The family’s expeditions, including to Maui, almost always featured visits with locals, David Wilkinson said. “We would go somewhere to go backpacking or to have a family trip and often we would end up in a local high school gymnasium in Indian country, meeting with people,” he said. “[My dad] always thought it was extremely important, and still does, to go somewhere and meet with people in person.” “I have memories [from] all over the West, whether it was in Washington, or Utah, or Colorado or Hawai’i, of meeting with people that he worked with and the warm receptions that we got,” David Wilkinson continued.
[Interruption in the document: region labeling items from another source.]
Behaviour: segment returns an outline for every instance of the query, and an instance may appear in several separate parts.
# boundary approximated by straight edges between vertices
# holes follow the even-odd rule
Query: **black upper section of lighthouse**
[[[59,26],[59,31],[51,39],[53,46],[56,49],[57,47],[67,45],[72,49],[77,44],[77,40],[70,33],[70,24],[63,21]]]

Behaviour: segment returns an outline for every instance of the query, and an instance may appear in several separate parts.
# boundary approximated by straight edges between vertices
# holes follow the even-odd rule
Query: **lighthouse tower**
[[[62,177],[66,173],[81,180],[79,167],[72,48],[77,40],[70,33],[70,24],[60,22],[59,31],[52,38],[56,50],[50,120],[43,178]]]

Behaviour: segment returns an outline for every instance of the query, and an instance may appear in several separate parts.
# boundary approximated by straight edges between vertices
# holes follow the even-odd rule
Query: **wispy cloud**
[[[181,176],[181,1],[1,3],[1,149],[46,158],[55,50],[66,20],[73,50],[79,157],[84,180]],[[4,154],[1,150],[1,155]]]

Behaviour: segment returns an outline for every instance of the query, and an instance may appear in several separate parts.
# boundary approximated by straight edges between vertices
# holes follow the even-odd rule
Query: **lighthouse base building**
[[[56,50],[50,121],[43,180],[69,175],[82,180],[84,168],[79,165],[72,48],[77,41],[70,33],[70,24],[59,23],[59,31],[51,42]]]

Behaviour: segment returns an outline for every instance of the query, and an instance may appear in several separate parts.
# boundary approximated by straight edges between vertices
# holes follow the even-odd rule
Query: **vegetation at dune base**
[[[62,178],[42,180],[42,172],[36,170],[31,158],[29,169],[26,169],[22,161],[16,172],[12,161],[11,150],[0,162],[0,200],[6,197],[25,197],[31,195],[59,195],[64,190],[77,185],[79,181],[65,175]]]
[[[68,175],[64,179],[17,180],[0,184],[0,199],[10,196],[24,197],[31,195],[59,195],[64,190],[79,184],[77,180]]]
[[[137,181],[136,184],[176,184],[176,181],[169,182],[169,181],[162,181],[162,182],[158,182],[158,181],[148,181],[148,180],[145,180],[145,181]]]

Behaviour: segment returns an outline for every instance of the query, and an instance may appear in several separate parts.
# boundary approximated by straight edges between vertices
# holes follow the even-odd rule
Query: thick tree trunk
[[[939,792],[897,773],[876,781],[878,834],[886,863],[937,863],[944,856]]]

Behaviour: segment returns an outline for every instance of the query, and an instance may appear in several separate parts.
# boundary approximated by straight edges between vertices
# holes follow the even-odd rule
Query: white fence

The longtime law professor continues to share the obvious care for others that has also helped to produce consistent devotion from his students. “One thing about him is he loves kids and he loves dogs,” Seth Wilkinson said. “He’s one of those people that takes joy in younger people and [in] different perspectives.” The Evergreen State lawyer said his dad even “loves having deep conversations and trying to get the views of a 6-year-old and an 8-year-old,” referring to his own children. 

“He just has a way of getting on their level,” David Wilkinson said, telling a story about his dad’s experience telling “Mountain Man stories” to his four-year old daughter during last year’s pandemic lock-down. “He made a huge map of the American West,” David Wilkinson said. “We told him it should go [for] a half hour.” Instead, Wilkinson entertained his granddaughter for an hour or more on each occasion. “She was so enthralled with it. My daughter was four and she just absolutely loved it.”

As for canines, David Wilkinson said his dad’s devotion is deep. “He said dogs should have the right to vote,” son David Wilkinson said. “That’s how strongly he loves dogs.” One of Wilkinson’s favorite local places to hike is in north Boulder, where dogs can wander leash-free. 

Wilkinson still enjoys writing. “I love writing,” Wilkinson continued. “I‘m happy when I’m writing.” “He has incredible energy and passion,” Boyd said. “His life’s work on the land and people of the American West is always incomplete for him. There’s always more to say and more to do.” That continued dedication to introducing Americans to the wonders of the West adds to a towering bequest the scholar has left. “Charles Wilkinson is a giant in the legal profession and a public intellectual who has made a tremendous impact,” Phil Weiser, Colorado’s Attorney General and a former CU Law colleague, said. 

Editor’s Note: Law Week Colorado journalist Hank Lacey, a former practicing attorney, studied under John Leshy, and was his research assistant, while a student at Arizona State University’s Sandra Day O’Connor College of Law. He has known, and been a personal friend of, Reed Benson since 1993. Lacey became acquainted with Charles Wilkinson at a 1992 book signing.